Hi,
I appreciate THL has room for more funding. You say in the report on animal charity evaluators that:
A direct referral from Open Philanthropy’s Farm Animal Welfare team — the largest funder in the impact-focused animal welfare space — on THL indeed currently being funding-constrained, i.e. that it has ample room to cost-effectively use marginal funds on corporate campaigns and that there aren’t strong diminishing returns to providing THL with extra funding.
However, Open Philanthropy (OP), which granted 8.3 M$ to THL in 2023, presumably wants to fund THL up to a certain point. Other donors donating to THL could simply mean OP has to donate less. So I wonder whether donating to THL has the same effect as donating to OP. If this is so, donating to THL would be equivalent to mostly supporting human welfare interventions. Based on OP’s grants data on 17 February 2024, only 9.98 % of the money granted by OP has gone to animal welfare interventions.
I believe donations to AWF do not suffer as much from the above.

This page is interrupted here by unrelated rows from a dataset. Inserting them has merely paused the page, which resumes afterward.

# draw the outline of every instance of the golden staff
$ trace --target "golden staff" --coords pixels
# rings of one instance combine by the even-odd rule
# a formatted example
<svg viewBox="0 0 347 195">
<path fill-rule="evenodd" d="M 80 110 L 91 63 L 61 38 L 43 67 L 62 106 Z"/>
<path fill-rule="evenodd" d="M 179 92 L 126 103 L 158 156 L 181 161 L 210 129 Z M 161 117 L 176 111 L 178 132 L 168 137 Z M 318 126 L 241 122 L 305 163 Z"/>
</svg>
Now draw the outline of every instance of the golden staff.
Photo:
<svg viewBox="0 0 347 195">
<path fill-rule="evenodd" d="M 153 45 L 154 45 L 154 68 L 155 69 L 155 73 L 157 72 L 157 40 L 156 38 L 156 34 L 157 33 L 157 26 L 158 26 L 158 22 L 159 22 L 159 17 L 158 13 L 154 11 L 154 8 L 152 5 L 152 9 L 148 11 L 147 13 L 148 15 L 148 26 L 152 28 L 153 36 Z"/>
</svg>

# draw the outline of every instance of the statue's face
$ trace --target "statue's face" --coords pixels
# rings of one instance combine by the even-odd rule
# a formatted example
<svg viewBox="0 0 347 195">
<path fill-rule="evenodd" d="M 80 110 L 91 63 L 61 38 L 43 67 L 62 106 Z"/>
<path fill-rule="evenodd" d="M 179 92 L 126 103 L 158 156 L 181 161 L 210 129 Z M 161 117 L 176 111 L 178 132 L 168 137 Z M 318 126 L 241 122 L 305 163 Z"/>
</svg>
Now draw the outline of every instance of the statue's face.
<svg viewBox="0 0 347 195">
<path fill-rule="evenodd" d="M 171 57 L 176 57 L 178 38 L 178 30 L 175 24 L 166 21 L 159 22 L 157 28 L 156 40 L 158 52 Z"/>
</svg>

Their grants are much smaller than OP’s.
Thanks for sharing, Gisele!
Have you considered analysing animal welfare interventions? It is not related to poverty and low development, but Brazil’s rising incomes are resulting in more factory-farming.
From 2002 to 2022, the number of poultry birds in Brazil increased 78.2 % (= 1.60*10^9/(898*10^6) − 1).
From 2000 to 2020, aquaculture production in Brazil increased 266 % (= 630*10^3/(172*10^3) − 1).